THE 92ND MINNESOTA STATE FFA CONVENTION WAS HELD THIS WEEK AND WAS A MIX OF VIRTUAL SESSIONS, LIVE RECOGNITION, AND INTERACTIVE STATE COMPETITION FINALS.

THE LIVE RECOGNITION INCLUDED THE STATE FFA OFFICERS SURPRISING MAJOR AWARD WINNERS, LIKE STATE STAR IN AGRISCIENCE BRADEN GREIBROK OF THE AUSTIN FFA CHAPTER. HE GREW UP ON A FAMILY FARM AND HIS SUPERVISED AGRICULTURE EXPERIENCE PROJECT INVOLVES USING FARM DATA SCIENCE PROGRAMS TO BE PROFITABLE ON THE FARM.

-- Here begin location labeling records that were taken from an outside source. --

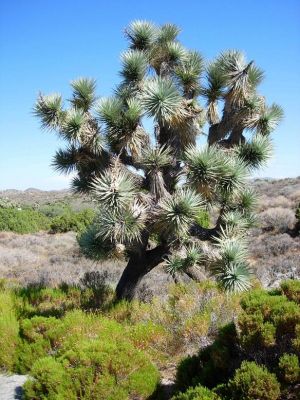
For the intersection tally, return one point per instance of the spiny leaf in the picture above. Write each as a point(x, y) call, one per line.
point(134, 65)
point(141, 34)
point(161, 100)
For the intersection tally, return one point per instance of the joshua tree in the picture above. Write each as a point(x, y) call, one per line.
point(151, 186)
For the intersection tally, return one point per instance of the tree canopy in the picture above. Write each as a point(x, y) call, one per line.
point(151, 186)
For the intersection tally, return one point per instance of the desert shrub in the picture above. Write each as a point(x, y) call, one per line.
point(252, 382)
point(212, 365)
point(39, 300)
point(96, 356)
point(289, 368)
point(22, 221)
point(45, 301)
point(50, 381)
point(54, 209)
point(38, 339)
point(197, 393)
point(277, 219)
point(265, 317)
point(9, 331)
point(72, 221)
point(267, 327)
point(296, 340)
point(291, 288)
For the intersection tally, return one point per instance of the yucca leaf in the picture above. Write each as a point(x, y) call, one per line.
point(114, 189)
point(161, 100)
point(49, 110)
point(83, 93)
point(141, 34)
point(73, 125)
point(177, 212)
point(235, 277)
point(168, 33)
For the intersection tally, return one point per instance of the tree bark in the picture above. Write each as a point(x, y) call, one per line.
point(138, 266)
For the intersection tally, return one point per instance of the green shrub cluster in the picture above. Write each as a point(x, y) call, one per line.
point(23, 220)
point(57, 219)
point(252, 382)
point(267, 331)
point(291, 289)
point(267, 319)
point(9, 331)
point(71, 353)
point(91, 358)
point(289, 368)
point(197, 393)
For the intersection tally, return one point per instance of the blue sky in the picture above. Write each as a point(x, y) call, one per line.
point(46, 44)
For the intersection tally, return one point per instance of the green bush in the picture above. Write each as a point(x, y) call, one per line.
point(197, 393)
point(23, 221)
point(265, 317)
point(252, 382)
point(9, 331)
point(72, 221)
point(289, 368)
point(54, 209)
point(38, 300)
point(291, 288)
point(39, 338)
point(213, 364)
point(50, 381)
point(94, 354)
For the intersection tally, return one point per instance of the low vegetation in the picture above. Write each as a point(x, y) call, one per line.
point(78, 343)
point(257, 357)
point(55, 218)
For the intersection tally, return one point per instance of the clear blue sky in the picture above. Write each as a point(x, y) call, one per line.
point(45, 44)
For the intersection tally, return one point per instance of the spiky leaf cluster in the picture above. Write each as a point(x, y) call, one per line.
point(136, 152)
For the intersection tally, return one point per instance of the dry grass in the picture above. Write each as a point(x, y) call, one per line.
point(53, 259)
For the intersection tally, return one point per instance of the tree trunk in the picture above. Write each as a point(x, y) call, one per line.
point(138, 266)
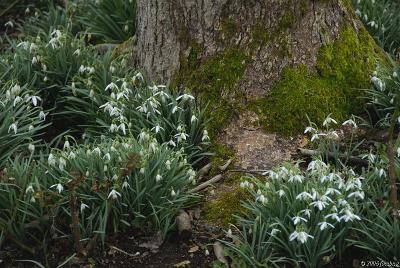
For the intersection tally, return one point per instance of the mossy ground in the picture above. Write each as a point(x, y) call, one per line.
point(342, 68)
point(222, 210)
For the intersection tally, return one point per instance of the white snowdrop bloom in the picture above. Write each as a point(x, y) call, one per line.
point(296, 178)
point(281, 193)
point(205, 136)
point(42, 115)
point(263, 200)
point(123, 128)
point(125, 184)
point(113, 194)
point(83, 207)
point(111, 86)
point(157, 129)
point(113, 128)
point(324, 225)
point(319, 204)
point(168, 165)
point(297, 219)
point(333, 216)
point(229, 233)
point(328, 120)
point(58, 186)
point(17, 100)
point(34, 60)
point(29, 189)
point(357, 194)
point(66, 145)
point(304, 196)
point(315, 137)
point(61, 163)
point(193, 119)
point(34, 100)
point(301, 237)
point(309, 130)
point(350, 122)
point(97, 151)
point(306, 212)
point(378, 83)
point(275, 232)
point(13, 127)
point(185, 97)
point(9, 24)
point(31, 148)
point(349, 216)
point(173, 193)
point(51, 160)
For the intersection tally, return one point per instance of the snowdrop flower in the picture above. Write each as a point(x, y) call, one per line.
point(111, 86)
point(205, 136)
point(324, 225)
point(309, 129)
point(328, 120)
point(357, 194)
point(9, 24)
point(13, 127)
point(62, 163)
point(51, 160)
point(297, 219)
point(29, 189)
point(193, 119)
point(333, 216)
point(31, 148)
point(185, 97)
point(58, 186)
point(275, 232)
point(125, 185)
point(306, 212)
point(281, 193)
point(301, 237)
point(262, 199)
point(113, 194)
point(350, 122)
point(319, 204)
point(168, 165)
point(83, 207)
point(173, 193)
point(42, 115)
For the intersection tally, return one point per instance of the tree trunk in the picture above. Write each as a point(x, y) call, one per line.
point(231, 53)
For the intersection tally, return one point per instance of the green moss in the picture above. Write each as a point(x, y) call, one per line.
point(342, 67)
point(214, 81)
point(222, 210)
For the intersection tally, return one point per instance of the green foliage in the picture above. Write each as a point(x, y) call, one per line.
point(298, 217)
point(117, 184)
point(341, 67)
point(109, 21)
point(382, 19)
point(214, 81)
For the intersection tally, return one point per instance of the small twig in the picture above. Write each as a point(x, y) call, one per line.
point(206, 184)
point(124, 252)
point(352, 159)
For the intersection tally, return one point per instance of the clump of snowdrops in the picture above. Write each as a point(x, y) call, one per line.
point(94, 188)
point(298, 217)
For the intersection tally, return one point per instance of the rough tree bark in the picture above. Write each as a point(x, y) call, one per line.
point(266, 35)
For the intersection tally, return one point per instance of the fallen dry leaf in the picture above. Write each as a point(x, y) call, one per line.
point(182, 263)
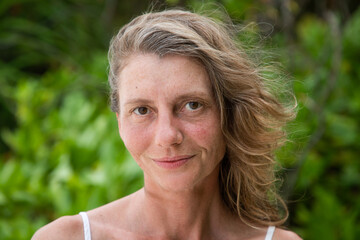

Braden Greibrok: I PLAN ON FARMING IN MY FUTURE, SO WHEN I CAN START NOW AND GAIN MY INFORMATION I'LL BE ABLE TO BE MORE PROFITABLE IN THE FUTURE.

HE WAS CHOSEN FROM THE 264 HIGH SCHOOL AG EDUCATION STUDENTS THAT RECEIVED THE STATE FFA DEGREE THIS YEAR.

THE CONVENTION ALSO INCLUDED IN PERSON CLASSROOM ACTIVITIES FOR CHAPTERS ACROSS THE STATE.

THANKS FOR JOINING US FOR THIS WEEK'S EDITION OF AG WEEK TV.